= Piety Street Recording =

Recording studio in New Orleans, Louisiana

Piety Street Recording as seen from the northeast corner of Piety and Dauphine streets.

Piety Street Recording was a recording studio at 728 Piety Street in the 9th Ward/Bywater, New Orleans.

==History==
The building was originally a US post office and later housed the Louisiana Center For Retarded Citizens. After a few short-term tenants, the building was purchased in 1999 by producer/engineer/musician Mark Bingham and ex-REM manager Jefferson Holt. In 2001 it was rebuilt as a 3-studio recording facility and christened Piety Street Recording. Other partners included artist and studio manager Shawn Hall and producer/engineer John Fishbach, with Wesley Fontenot serving as chief engineer. The studio's largest room, Studio A, utilized a 48-channel SSL 4064 G+ loaded with 30 outboard microphone preamps.

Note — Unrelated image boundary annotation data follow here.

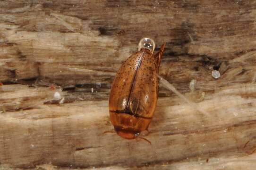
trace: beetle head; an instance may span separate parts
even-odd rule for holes
[[[154,52],[155,47],[155,43],[153,39],[149,38],[144,38],[139,41],[138,50],[140,51],[142,48],[148,49],[153,54]]]

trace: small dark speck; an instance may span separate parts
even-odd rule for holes
[[[100,35],[105,35],[107,32],[106,28],[102,27],[99,28],[99,31],[100,31]]]
[[[76,148],[76,151],[81,151],[84,149],[85,149],[84,147],[78,147]]]

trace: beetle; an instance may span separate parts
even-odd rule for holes
[[[147,131],[157,102],[157,75],[165,45],[154,55],[154,41],[143,38],[138,51],[123,63],[116,75],[110,94],[109,114],[115,131],[123,138],[134,139]]]

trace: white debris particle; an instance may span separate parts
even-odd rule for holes
[[[221,73],[218,70],[213,70],[212,71],[212,76],[214,78],[219,78],[221,76]]]
[[[195,87],[196,86],[196,80],[192,79],[189,83],[189,89],[191,91],[195,91]]]
[[[64,103],[64,101],[65,100],[65,97],[63,97],[61,100],[60,100],[60,101],[59,102],[59,104],[62,104]]]
[[[60,94],[58,92],[56,92],[54,93],[53,97],[54,98],[54,100],[59,100],[62,98],[61,95],[60,95]]]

Acts who have recorded at Piety Street include: Pretty Lights, Dr. Michael White, Dr. John, Ryan Adams, Dave Matthews Band, Garage A Trois, Dany Brillant, Elvis Costello & Allen Toussaint, Harold Battiste, Terence Blanchard, The Black Eyed Peas, Crowbar, Dirty Dozen Brass Band, Drums and Tuba, Joe Sample, Ed Sanders, 3 Doors Down, Steve Earle, Cassandra Wilson, Sierra Leone's Refugee All Stars, Harry Shearer, Judith Owen, OK GO, Shannon McNally, John Mooney, Nellie McKay, Erin McKeown, Korn, The Knux, Imagination Movers, Charlie Hunter, Hot 8 Brass Band, Happy Talk Band, Mary Flower, Nicholas Payton, Less Than Jake, James Singleton, Jon Cleary, Bo Kaspers Orkester, Alec Ounsworth, Peter Stampfel, Jay Weigel, and John Scofield who named a CD after the studio. Other artists who have used the Piety Street title on their CD's include James Blood Ulmer, Eric Lindell, and Christina Groth.

In August 2013, owner Mark Bingham shuttered the studio after 12 years of operation. When asked about his decision to vacate the space, his response was, "The spiritual intention of the city of New Orleans and its music scene is vastly different than it was 10 or 20 years ago," "It would have been fine to keep going, but I felt the world had changed.” Less than a year later, Alex Ebert, lead singer of the band Edward Sharpe and the Magnetic Zeros, bought the 4,865-square-foot studio for $750,000.